The transition from despotism to globalised capitalism was symbolised by the shifting fortunes of the Solzhenitsyn family. Aleksandr Solzhenitsyn had won the Nobel Prize for his novels about the Soviet gulags and been forced into exile. His son, Yermolai, was now a McKinsey consultant, based in Moscow.
But the fact that so much had changed from the communist era made it too easy to overlook how much remained the same. Beneath the consumerist western surface, autocracy, violence and imperialism were still fundamental to Putin’s way of government.
The regime’s political opponents were still persecuted and sometimes killed. Boris Nemtsov, a leading liberal who I met in both Moscow and London, was murdered within yards of the Kremlin in 2015. Russia invaded neighbouring Georgia in 2008 and attacked Ukraine in 2014, annexing Crimea. As those acts made clear, Putin and his acolytes had never really accepted the independence of countries that had once been part of the Soviet Union. Countries such as Poland, which used to be in the broader Soviet bloc, worry that the Russian imperialist instinct still extends to them.
Fyodor Lukyanov, an academic close to the Russian leader, once told me that Putin was driven above all by the fear that Russia, for the first time in centuries, might lose its status as a great power. With an economy that ranks 11th in the world (measured by nominal gross domestic product), the Kremlin’s remaining great power pretensions are based on the country’s military might and its nuclear weapons.

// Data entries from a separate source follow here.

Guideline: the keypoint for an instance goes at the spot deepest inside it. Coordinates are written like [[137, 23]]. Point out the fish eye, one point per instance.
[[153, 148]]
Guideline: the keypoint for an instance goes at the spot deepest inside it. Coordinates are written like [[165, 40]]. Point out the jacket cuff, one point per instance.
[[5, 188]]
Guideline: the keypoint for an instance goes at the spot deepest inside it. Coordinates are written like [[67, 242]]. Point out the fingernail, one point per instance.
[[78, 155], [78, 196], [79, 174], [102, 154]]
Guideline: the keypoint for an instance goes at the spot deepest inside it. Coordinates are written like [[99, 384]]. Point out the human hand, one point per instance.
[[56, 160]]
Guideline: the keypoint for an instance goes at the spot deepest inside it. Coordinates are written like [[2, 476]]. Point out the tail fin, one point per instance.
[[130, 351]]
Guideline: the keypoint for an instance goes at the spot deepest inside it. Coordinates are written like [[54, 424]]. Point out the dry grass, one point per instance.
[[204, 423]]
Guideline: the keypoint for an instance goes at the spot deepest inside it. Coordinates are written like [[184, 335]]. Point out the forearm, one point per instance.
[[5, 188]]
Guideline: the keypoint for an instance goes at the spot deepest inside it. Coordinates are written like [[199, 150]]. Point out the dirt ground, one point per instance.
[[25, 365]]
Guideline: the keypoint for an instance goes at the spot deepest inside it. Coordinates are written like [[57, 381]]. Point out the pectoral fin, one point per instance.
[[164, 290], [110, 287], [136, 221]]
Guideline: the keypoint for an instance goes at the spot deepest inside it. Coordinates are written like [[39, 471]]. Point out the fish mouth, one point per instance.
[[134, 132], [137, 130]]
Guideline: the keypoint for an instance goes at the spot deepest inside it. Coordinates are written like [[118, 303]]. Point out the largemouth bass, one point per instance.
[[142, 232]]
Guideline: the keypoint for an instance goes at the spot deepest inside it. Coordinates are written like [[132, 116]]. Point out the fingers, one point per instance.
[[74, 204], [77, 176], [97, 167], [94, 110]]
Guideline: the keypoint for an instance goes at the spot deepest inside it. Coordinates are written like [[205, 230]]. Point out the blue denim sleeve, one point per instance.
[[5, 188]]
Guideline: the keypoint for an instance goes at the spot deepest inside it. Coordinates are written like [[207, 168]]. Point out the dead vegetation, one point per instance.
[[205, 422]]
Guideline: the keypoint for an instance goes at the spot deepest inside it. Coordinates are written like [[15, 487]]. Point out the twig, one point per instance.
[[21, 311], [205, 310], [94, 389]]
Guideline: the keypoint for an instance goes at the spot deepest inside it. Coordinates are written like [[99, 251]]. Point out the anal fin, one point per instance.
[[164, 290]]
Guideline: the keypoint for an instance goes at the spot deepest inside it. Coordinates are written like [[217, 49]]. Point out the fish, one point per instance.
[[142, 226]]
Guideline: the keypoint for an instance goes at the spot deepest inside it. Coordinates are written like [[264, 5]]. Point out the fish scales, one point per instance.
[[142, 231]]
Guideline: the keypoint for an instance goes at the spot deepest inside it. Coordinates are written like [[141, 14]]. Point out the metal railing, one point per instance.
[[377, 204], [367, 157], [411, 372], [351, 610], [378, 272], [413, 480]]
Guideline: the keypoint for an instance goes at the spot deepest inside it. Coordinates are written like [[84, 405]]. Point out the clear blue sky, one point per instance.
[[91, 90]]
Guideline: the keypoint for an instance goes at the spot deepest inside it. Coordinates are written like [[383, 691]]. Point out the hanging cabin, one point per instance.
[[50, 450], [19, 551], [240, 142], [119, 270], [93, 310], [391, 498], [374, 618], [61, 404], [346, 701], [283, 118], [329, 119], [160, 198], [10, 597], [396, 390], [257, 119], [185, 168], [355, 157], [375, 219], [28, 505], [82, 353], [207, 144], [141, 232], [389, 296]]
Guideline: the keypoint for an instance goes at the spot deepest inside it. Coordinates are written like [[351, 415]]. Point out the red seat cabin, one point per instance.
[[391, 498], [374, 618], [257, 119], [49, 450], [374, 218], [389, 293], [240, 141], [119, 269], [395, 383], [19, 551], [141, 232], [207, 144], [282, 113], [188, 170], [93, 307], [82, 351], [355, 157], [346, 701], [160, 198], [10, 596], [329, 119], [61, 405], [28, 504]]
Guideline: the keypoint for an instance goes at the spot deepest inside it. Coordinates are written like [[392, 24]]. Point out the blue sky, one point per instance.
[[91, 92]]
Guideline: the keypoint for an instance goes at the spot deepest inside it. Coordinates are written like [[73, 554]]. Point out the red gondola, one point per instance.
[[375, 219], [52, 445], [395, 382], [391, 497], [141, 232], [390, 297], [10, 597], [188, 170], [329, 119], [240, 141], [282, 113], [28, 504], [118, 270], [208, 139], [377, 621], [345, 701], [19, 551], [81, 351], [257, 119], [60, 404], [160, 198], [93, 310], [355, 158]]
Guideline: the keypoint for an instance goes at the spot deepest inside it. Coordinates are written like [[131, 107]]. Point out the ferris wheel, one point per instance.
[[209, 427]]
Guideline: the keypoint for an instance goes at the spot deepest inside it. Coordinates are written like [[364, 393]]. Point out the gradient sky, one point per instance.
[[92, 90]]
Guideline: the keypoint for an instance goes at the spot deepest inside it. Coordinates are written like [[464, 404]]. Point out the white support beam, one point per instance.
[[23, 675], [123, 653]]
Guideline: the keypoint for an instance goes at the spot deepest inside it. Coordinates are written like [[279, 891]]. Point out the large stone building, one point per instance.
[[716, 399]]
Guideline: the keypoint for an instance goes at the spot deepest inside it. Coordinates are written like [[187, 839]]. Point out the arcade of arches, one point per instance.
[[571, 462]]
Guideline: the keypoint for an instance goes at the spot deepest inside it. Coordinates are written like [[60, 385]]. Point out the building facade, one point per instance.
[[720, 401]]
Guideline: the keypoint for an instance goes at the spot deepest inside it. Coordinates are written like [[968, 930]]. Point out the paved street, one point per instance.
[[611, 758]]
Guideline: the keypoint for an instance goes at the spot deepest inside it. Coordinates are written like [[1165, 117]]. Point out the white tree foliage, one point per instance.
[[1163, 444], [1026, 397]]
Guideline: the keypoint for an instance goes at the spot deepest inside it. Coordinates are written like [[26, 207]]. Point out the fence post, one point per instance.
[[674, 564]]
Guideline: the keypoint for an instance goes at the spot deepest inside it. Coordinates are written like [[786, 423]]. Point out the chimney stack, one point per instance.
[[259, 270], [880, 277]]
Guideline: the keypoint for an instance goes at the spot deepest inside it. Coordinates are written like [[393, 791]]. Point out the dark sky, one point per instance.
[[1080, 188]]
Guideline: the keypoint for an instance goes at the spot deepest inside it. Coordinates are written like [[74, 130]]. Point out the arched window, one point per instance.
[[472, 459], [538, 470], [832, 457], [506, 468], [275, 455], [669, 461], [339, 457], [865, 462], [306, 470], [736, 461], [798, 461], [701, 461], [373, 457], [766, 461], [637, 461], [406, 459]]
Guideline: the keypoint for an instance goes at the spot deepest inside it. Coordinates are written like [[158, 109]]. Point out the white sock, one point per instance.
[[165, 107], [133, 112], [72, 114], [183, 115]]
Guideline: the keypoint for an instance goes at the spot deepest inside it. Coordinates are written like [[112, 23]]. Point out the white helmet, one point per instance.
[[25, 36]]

The elite’s reverence for war was brought home to me in 2014 in a conversation in the Russian parliament with Vyacheslav Nikonov, a member of the Duma and the grandson of Vyacheslav Molotov, who had been Stalin’s foreign minister. When we discussed Russia’s relationship with the Bric countries, which include Brazil, Nikonov told me that there was one big problem with Brazil as an ally: “They don’t understand war. They have only ever fought one war in their history.” “And that was with Paraguay,” he added contemptuously. As Nikonov saw it, Putin’s annexation of Crimea was a moderate step: “Molotov would have invaded Ukraine and taken it in a week.”
Putin, in fact, shared that same arrogance and aggression towards Ukraine. It led him to dangerously underestimate the resistance Russia would encounter when it launched a full-scale invasion this year.
In the Putin era, as in Soviet times, imperialism abroad goes hand in hand with oppression at home. For many years, Russia under Putin allowed much more space for political dissent than the Soviet Union did. I witnessed large anti-Putin demonstrations on the streets of Moscow in 2012 and 2019. But Putin has used the cover of his special military operation in Ukraine to finally snuff out any domestic political opposition. Thousands have been arrested for taking part in antiwar demonstrations and the opposition movement, led by the jailed Alexei Navalny, is being dismantled.
Russia’s invasion of Ukraine has also plunged the country back into an international isolation that feels even deeper than that experienced by the Soviet Union. I flew from London to Moscow on a direct flight in 1987. Those flights no longer exist. I am not optimistic that I will see them restored anytime soon.